De vez em quando os portugueses aborrecem-se e removem da cadeira do poder quem os governa. É, normalmente, uma atitude sensata porque quem está no Governo se cansou ou achou que estava acima das leis da gravidade. Não é uma surpresa: aconteceu com o doutor Cavaco, com o doutor Guterres, com o doutor Sócrates e com o doutor Passos Coelho. Em finais de Janeiro se descobrirá a quem saíu a fava do Bolo Rei. Tudo separa os dois pretendentes ao trono: o PS quer manter-se no poder; o PSD quer ir para o poder. Para além dessa profunda clivagem ideológica há outras coisas que tornam impossível qualquer proximidade.
Como por exemplo: ambos querem conquistar o “centro”, essa Terra do Nunca outrora habitada pela classe média, entidade que já só se encontra no Museu de História Natural ao lado dos dinossauros.

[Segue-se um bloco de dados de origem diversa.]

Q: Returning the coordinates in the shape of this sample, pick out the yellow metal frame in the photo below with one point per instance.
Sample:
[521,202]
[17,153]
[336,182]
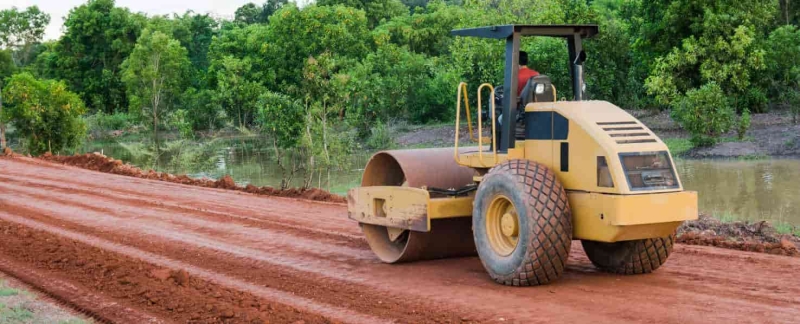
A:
[612,218]
[462,87]
[403,207]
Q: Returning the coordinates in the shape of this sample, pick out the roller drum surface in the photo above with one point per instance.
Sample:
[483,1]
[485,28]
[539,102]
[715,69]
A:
[419,168]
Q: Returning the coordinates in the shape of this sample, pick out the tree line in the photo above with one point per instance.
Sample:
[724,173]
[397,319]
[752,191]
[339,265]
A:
[322,76]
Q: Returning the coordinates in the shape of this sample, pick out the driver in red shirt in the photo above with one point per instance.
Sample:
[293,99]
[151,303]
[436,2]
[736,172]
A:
[525,73]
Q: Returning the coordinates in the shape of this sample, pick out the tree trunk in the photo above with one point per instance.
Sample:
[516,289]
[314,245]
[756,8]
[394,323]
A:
[2,124]
[785,6]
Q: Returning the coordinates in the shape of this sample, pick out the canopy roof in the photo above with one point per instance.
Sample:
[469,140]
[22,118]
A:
[505,31]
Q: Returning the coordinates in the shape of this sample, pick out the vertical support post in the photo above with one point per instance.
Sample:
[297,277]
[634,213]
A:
[576,72]
[507,137]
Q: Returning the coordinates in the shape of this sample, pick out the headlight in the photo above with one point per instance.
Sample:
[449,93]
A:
[603,174]
[539,88]
[649,171]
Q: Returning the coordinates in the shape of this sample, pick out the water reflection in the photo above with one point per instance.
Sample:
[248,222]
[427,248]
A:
[746,190]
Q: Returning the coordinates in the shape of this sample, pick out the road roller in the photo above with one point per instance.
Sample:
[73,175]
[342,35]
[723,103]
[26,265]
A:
[545,173]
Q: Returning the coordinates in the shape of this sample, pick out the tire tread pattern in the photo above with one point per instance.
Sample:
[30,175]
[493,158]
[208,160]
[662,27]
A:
[643,256]
[551,217]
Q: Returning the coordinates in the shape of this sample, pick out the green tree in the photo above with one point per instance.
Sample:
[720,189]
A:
[238,94]
[155,75]
[98,37]
[295,35]
[246,44]
[729,60]
[21,31]
[7,68]
[281,117]
[783,68]
[251,13]
[376,10]
[323,88]
[704,112]
[44,112]
[426,31]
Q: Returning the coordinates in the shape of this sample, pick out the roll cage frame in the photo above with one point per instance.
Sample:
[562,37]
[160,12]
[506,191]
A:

E que foi destruída por sucessivos governos onde, claro, nunca estiveram o PS ou o PSD, mas sim um gestor de Plutão. Há, claro, outra grande diferença programática que baralha os eleitores: o PS apresenta como candidato o doutor Costa e o PSD propõe o doutor Rio. Com tantas diferenças programáticas os portugueses têm uma dura missão para escolher o sentido do voto: ou simpatizam mais com o doutor Costa ou antipatizam mais com o doutor Rio. Ou vice-versa. Escutando as ideias saídas do Congresso do PSD e de um colóquio com jovens do PS, ficamos com a noção que ambos os candidatos se assemelham a uma versão da Fada Sininho.

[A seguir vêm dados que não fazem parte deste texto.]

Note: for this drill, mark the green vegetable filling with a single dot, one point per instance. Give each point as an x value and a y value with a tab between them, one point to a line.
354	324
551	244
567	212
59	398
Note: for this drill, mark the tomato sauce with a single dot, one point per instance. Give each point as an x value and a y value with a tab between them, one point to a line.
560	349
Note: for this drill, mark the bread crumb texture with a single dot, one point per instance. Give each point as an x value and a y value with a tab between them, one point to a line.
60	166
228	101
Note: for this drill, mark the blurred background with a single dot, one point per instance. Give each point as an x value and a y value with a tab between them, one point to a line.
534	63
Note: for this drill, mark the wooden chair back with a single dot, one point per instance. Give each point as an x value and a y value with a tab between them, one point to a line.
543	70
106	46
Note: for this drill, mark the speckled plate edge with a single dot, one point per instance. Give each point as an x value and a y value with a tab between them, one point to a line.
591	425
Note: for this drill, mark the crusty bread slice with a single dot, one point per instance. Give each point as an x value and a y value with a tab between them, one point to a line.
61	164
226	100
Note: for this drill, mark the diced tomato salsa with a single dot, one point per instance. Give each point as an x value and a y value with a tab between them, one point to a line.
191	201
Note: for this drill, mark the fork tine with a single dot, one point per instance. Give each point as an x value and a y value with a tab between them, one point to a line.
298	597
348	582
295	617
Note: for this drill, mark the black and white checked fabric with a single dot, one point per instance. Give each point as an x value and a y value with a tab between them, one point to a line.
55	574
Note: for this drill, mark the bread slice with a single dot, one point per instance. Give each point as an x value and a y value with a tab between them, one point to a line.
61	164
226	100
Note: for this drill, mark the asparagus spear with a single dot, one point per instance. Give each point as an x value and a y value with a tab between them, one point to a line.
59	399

Acreditam que usando uns pozinhos de “perlim pim pim, zás!” passaríamos a ter um país à semelhança da sua “visão”, coisa que nos seus discursos foram incapazes de esclarecer o que era. Na sua época Cícero deu bons conselhos ao seu irmão mais velho, Marco Túlio Cícero, quando este se candidatou a eleições: “Não faças promessas específicas; queda-te em generalidades”; ou “o mais importante da tua campanha é dar esperança às pessoas e gerar sentimentos bondosos face a ti”. Marco Túlio ganhou. Não há a certeza de que qualquer um destes conselhos seja importante. Quando estamos a discutir se um candidato é melhor ou pior porque é mais fotogénico ficamos defronte da indigência do debate eleitoral que nos espera. Ou seja, a campanha será um ovo. Chocado pela descrença nacional pela política. O doutor Costa ou o doutor Rio podem ser eleitos. Mas são as janelas de oportunidade para o país, como dizia alguém, que estão em causa. O país não pode continuar a ser um ovo estrelado em que alguns molham o pão. Ou mexido, que outros dividem.

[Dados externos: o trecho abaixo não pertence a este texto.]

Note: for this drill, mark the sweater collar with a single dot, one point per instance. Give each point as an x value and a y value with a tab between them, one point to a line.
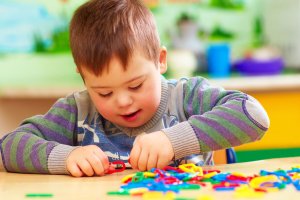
157	116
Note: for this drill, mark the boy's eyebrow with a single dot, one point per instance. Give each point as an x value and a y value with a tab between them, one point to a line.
131	80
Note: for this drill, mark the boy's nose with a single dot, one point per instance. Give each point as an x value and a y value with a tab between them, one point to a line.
124	100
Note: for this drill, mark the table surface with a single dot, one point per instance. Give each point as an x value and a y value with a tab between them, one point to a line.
16	186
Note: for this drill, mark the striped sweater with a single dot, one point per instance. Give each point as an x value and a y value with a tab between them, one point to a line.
197	118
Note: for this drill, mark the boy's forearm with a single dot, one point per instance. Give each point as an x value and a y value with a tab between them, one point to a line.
217	119
28	148
26	153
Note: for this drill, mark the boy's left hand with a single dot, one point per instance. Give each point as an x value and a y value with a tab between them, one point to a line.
151	150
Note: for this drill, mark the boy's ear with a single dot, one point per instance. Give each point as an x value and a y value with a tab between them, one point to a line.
163	60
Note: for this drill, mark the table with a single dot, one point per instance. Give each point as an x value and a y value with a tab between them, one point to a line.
16	186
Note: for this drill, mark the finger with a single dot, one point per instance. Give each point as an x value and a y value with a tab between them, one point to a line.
134	156
162	162
143	159
152	161
85	167
96	164
102	157
74	170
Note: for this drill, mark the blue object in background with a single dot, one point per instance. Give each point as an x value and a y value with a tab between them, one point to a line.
21	22
218	60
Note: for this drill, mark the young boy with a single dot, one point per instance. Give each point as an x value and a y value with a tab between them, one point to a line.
128	109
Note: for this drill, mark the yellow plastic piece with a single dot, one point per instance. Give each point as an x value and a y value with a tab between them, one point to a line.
127	177
257	181
154	195
136	191
149	174
209	175
245	191
191	168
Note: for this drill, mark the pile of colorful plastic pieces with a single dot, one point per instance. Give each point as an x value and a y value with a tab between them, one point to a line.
168	182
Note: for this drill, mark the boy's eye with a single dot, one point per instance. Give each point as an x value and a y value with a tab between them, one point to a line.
105	95
136	86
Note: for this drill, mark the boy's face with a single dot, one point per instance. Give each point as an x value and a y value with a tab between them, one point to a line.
127	98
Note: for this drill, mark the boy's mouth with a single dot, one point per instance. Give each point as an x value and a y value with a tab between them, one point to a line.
132	116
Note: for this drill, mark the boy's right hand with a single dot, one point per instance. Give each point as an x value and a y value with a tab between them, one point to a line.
87	161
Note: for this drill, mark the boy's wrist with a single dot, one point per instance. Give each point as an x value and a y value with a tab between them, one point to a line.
57	159
183	140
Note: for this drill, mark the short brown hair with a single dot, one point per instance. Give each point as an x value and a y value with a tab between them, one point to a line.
101	29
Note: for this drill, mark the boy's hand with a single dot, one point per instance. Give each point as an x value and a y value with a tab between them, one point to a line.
87	160
151	150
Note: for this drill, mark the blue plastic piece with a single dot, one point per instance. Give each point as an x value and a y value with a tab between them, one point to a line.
231	156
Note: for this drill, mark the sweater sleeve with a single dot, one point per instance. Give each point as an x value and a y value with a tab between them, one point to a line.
217	119
42	143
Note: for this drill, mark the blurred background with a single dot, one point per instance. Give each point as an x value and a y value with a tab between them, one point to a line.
247	45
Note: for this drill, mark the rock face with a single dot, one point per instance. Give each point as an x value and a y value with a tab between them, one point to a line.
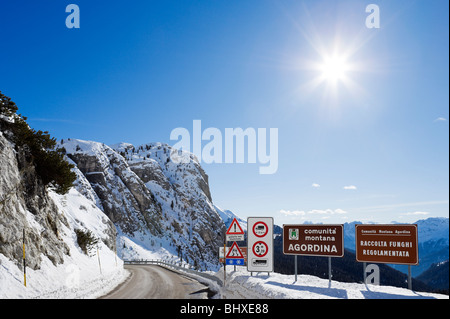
26	205
151	199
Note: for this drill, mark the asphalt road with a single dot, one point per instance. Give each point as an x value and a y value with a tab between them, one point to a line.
155	282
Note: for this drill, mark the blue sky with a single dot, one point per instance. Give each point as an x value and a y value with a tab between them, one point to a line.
370	147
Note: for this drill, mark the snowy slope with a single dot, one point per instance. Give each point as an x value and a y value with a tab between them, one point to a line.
159	207
80	276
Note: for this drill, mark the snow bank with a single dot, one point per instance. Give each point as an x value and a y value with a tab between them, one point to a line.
80	276
240	285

A questão da governação é, no entanto, uma mistura de ovos. Uns fora do prazo.
Outros ainda passíveis de ser consumidos. Não parece haver grandes “clivagens ideológicas” entre os candidatos. Os candidatos caminham e não vão deixar vestígios das suas pegadas. Ganhará o que causar menos incómodo aos ouvidos dos portugueses. Que nos dizem o doutor Costa e o doutor Rio? Que querem “reformar” o país, “fazer a transição digital”, idolatram a “economia verde”, louvam o SNS, anseiam por mais “investimento público”, por sua vontade não haverá “salários baixos” e as pipocas serão gratuitas. Não dizem como se deve financiar um SNS que precisa de investimento estrutural, como se pode conciliar a falta de água no sul do país com a cultura intensiva, qual deve ser o modelo económico e industrial para que o país seja competitivo, como se deve reformar a sério a Justiça para ser célere e ativa, qual deve ser o peso da cultura. Palra-se muito, faltam ideias. O doutor Rio, para se diferenciar, quer mais autoridade e cortar subsídios aos que não querem trabalhar. O doutor Costa só quer que tudo continue na mesma e para isso polvilha as listas de deputados do PS de ministros, secretários de Estado e yes-men.